Generating an illusion is cheap, and easy. Anyone can go out, contact a vendor, and get a quote on a CDU/ADU unit. Anyone can spend chump change on a consultant, or even a manufacturer to generate a PBR application to a state regulatory agency, spend the $100-bucks on the filing, and get a permit. Anyone can file an S-1 for change, using plagiarized material. Anyone can go out and buy rights to worthless land, for $10.00 and “other consideration,” and anyone can spend a few bucks generating PR. Spending a few thousand, or even a few hundred thousand of other people’s money to generate hype is trivial in this age. On the Internet, no one knows you’re a dog.
Some due diligence to consider:
On the surface MMEX and its Pecos County Refinery look like opportunity. Issuance of a TCEQ permit, a land purchase, news about the rail bridge at the Presidio Port, etc. all look like "good news.” Here are more fully-developed facts:
- the Pecos County land purchase of 126-acres, for $10 "and other consideration” - the Special Warranty Deed is a matter of public record, on file in Pecos County. “Other consideration” was likely warrants or some such - for those who’ve never visited Pecos County, near Sulphur Junction, land prices are rock bottom - the land has no agricultural use, most of the groundwater is brackish, and it is in a largely population-free part of West Texas.
- the $100 Permit By Regulation TCEQ for a 10,000bbl Crude Unit, which is obtained by filling in numbers on a form. The PBR process, and the permit are matters of public record, and on file with TCEQ. There is almost zero investment or effort involved in filing the PBR for a facility of this nature - it requires no engineering or analytic skills, and can be done by transcribing numbers from a spec sheet into the application.

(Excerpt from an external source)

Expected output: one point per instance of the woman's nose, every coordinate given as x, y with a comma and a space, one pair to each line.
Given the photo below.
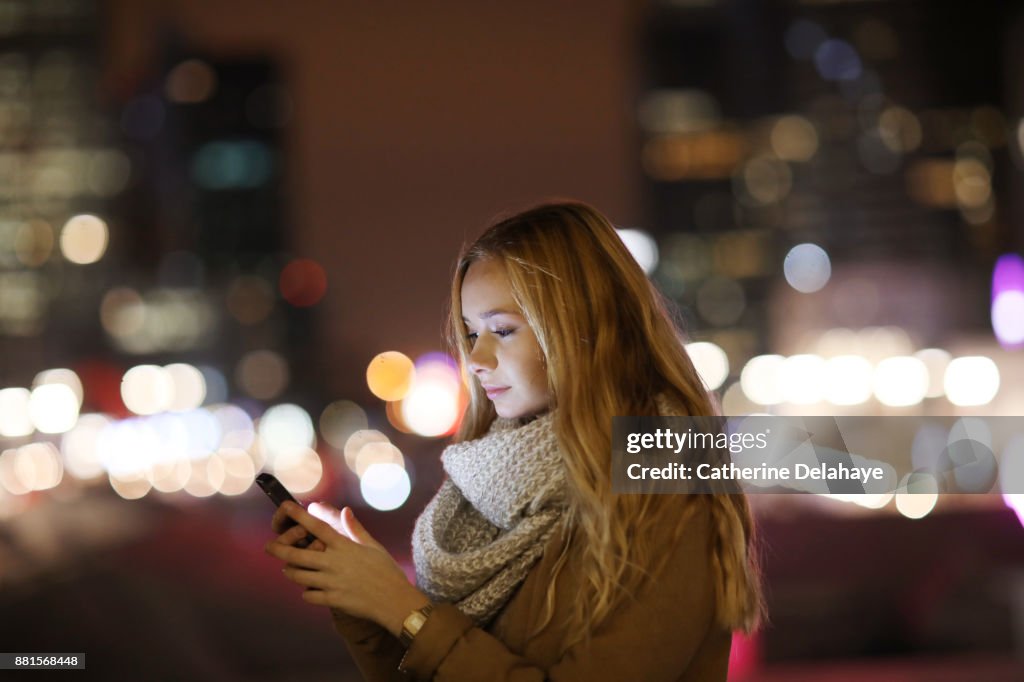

- there is no legitimate financing behind this project.
- the fact that a crude distillation unit by itself is virtually useless, and does not form a complete refining operation.
- the fact that the Texas-Pacifico rail way (leased by Grupo Mexico from TXDOT) is virtually impassible south of Tinaja in Presidio County, TX, and that no rail bridge exists at the border crossing near the Port of Presidio as of this time.
For comparable data, using regional operations, the Alon Big Spring unit is a 73,000bbl throughput system, with a complete refining operation. The Andeavor/Western Refinery unit in El Paso is a 135,000bbl system, with a refined products pipeline into Mexico. In contrast, the "Phase 1" MMEX project is a 10,000bbl crude, or "topping" unit. It couldn't make any product, other than low quality diesel, which can't be sold for OTR use in either Mexico or the U.S. - a topping unit is the "front end" only of a refinery - one needs a vacuum unit, cracking units, desulphuring units, isomerization units, and blending units to have a system that can produce marketable products. A 50,000bbl throughput system is on the margin in terms of profitable operation, and requires huge investment to produce even a partial suite of refined products ready for market.